Why the death of a Palestinian protestor by tear gas is a non-story

Wednesday, January 05, 2011 |  Ryan Jones

The Palestinian Arabs and their apologists around the world are trying their best to turn Jawaher Abu Rahma into the new poster child of their anti-Israel campaign.

Abu Rahma died last Friday after reportedly inhaling tear gas used by Israeli soldiers to disperse violent rioters protesting against the Israeli security fence separating Samaria (the so-called “West Bank”) from Israel’s densely populated coastal region. The demonstration takes place every week.

Details of the incident remain sketchy. After the demonstration, the Palestinian Authority, as it always does, provided Israel with a summary of injuries. The initial summary listed two people who were lightly injured.

Only the next morning did the Palestinians come back to Israel claiming that Abu Rahma, who was not one of the two injuries originally listed, had died from inhaling tear gas. Chief Palestinian negotiator Saeb Erekat labeled Abu Rahma’s death as the latest in a long string of “Israeli war crimes.”

Naturally, the Palestinians did not allow Israel to directly investigate the death, and initially refused to release medical documents related to the case.

When Israel did finally get its hands on the hospital reports, it found suspicious inaccuracies. Most notably, Abu Rahma was described as being in good health, but she was also administered a heavy dosage of medication typically used on those suffering from leukemia.

At first, Israel cried foul, suggesting that Abu Rahma had never even been at the demonstration and had instead died from cancer. But evidence provided later did seem to confirm that she was present at Friday’s riot.

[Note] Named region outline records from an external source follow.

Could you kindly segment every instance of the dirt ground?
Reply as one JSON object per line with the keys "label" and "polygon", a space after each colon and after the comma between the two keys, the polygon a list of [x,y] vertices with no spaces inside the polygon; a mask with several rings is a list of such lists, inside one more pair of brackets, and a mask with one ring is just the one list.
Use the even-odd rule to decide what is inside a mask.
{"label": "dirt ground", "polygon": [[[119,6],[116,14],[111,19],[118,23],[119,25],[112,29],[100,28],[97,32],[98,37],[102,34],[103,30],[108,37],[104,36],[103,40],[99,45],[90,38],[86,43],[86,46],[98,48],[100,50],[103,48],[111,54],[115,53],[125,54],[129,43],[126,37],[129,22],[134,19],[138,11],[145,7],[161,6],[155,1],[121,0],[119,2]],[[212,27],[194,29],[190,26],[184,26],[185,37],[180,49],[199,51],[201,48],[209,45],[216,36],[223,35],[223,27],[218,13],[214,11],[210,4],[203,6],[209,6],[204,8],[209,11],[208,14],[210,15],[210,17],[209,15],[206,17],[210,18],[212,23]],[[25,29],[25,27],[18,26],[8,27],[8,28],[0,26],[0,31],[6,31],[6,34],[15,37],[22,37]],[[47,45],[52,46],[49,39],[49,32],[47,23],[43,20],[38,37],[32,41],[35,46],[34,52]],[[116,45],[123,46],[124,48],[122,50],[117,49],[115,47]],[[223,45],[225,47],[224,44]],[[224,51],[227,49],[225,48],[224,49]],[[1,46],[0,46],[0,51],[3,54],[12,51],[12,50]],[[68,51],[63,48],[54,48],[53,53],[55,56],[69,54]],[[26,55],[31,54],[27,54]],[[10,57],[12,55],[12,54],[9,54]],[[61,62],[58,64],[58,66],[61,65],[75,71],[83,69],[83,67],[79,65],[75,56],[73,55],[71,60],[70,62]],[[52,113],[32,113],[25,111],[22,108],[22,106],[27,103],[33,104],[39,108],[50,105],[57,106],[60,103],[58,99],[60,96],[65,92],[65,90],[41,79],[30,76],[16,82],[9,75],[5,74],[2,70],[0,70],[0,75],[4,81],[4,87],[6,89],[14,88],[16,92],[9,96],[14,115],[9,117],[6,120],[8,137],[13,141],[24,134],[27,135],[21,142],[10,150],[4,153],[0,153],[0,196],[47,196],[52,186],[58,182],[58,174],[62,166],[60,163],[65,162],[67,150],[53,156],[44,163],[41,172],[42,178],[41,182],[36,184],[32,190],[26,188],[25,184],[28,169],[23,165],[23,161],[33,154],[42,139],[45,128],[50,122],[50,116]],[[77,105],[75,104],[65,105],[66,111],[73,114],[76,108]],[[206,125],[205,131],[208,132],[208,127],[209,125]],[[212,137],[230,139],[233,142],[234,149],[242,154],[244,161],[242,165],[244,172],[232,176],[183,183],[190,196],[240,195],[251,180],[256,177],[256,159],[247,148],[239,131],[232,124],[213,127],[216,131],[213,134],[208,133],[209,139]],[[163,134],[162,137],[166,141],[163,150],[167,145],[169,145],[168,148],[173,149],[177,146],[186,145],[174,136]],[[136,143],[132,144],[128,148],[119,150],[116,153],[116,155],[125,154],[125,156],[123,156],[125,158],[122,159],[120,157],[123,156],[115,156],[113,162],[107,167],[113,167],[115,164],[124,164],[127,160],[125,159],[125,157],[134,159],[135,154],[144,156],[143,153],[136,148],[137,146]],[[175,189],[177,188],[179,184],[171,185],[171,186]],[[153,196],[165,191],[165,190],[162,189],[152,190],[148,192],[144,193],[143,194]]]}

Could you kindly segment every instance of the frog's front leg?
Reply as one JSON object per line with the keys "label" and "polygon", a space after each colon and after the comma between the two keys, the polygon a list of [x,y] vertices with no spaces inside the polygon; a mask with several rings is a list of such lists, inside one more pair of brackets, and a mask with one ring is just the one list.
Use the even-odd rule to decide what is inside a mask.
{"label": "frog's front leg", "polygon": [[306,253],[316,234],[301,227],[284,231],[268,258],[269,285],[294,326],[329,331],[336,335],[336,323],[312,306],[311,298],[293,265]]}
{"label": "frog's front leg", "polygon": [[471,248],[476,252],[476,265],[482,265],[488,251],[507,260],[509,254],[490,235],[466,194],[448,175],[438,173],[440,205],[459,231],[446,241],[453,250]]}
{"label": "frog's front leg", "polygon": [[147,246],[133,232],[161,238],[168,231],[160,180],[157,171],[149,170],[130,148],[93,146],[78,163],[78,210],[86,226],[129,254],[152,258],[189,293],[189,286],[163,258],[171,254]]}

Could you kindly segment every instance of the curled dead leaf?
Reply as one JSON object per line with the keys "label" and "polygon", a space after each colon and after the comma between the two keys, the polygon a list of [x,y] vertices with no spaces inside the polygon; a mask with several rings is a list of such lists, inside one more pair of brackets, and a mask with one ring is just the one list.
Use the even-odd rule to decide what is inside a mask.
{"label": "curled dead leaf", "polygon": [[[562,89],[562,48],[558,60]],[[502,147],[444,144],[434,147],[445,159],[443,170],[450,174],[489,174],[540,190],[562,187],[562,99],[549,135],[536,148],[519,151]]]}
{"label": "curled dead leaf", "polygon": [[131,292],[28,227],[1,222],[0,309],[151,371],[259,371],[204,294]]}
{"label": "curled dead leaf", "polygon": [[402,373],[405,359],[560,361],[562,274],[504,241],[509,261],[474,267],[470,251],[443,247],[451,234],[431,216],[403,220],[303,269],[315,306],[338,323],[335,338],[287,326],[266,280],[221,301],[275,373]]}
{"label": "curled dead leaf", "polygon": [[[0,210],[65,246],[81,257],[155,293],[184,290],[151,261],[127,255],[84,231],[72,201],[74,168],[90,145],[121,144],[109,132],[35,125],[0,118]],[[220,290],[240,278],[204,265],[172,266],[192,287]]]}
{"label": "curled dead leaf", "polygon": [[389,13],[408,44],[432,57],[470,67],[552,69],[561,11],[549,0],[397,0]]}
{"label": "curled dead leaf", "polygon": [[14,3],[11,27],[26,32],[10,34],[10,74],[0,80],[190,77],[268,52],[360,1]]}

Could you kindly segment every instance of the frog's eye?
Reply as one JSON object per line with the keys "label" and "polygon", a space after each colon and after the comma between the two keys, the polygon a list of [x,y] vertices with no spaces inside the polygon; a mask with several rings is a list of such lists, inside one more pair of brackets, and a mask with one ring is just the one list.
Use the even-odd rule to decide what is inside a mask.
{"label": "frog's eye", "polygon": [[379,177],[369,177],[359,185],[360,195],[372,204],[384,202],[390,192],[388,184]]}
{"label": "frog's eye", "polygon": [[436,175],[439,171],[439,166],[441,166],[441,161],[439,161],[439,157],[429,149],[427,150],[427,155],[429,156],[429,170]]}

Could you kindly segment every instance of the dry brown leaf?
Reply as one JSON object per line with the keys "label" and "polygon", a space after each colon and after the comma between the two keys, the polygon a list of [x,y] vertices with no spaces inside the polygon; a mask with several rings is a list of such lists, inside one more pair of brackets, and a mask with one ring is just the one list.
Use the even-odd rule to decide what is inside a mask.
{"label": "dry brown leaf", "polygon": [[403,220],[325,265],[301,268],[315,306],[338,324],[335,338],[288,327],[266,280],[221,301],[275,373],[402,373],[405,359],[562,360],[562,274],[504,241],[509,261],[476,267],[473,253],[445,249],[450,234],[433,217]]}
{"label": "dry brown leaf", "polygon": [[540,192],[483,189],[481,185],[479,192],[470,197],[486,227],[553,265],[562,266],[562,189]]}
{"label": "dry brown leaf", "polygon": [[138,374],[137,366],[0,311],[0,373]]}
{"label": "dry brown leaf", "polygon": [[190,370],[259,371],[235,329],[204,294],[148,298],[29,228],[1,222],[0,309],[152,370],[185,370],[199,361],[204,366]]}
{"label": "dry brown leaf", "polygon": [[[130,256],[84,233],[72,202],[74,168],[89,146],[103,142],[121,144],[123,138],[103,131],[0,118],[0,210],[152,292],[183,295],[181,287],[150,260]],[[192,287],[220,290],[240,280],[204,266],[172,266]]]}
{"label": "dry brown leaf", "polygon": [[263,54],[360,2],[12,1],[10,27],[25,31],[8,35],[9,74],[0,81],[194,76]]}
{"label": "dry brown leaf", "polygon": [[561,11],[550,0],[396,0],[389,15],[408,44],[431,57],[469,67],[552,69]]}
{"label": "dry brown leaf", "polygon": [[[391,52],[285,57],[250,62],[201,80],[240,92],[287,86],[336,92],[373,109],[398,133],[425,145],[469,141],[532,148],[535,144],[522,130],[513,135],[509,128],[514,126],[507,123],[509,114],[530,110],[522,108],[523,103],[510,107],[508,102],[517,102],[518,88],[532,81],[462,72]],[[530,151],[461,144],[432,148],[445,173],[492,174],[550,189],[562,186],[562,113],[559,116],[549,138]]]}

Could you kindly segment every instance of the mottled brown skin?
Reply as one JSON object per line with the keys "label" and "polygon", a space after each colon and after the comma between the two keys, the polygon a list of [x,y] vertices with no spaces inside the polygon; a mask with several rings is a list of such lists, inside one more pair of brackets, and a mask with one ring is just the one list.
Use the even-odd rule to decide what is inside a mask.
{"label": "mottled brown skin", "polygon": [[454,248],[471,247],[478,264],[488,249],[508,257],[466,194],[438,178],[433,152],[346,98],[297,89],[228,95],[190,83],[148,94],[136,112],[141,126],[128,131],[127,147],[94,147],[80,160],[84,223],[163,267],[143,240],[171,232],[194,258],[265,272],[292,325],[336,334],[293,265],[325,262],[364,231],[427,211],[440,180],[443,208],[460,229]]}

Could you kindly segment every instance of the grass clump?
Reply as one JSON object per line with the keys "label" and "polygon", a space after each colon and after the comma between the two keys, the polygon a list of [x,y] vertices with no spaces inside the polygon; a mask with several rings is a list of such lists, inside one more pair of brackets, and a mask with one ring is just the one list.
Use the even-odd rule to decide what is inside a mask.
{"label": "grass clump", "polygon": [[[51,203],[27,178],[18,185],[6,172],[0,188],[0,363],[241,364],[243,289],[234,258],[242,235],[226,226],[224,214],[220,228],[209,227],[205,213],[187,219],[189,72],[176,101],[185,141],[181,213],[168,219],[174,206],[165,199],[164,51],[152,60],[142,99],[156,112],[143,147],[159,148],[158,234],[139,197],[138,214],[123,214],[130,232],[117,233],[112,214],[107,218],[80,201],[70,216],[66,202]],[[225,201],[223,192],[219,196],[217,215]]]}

Unfortunately, both the Palestinians and the Israelis are missing the point. The Palestinians are missing it on purpose, the Israelis are missing it because they are so frantic to deflect yet another dubious blood libel.

The point is that even if Abu Rahma died from inhaling tear gas, it is a non-story. The firing of tear gas at a violent demonstration does not indicate lethal intent. The Israelis were not trying to kill Abu Rahma. They were using a common and globally accepted form of crowd control.

If that crowd control method resulted in Abu Rahma’s death, it must be chalked up to either a freak accident or a reaction resulting from an undisclosed medical condition.

To suggest that Abu Rahma’s death in some way demonstrates malicious Israeli intent is the kind of unhinged propaganda that has come to characterize the Palestinian position. And not just from fringe apologists, but from the very Palestinian leaders with whom Israel is supposed to be making peace.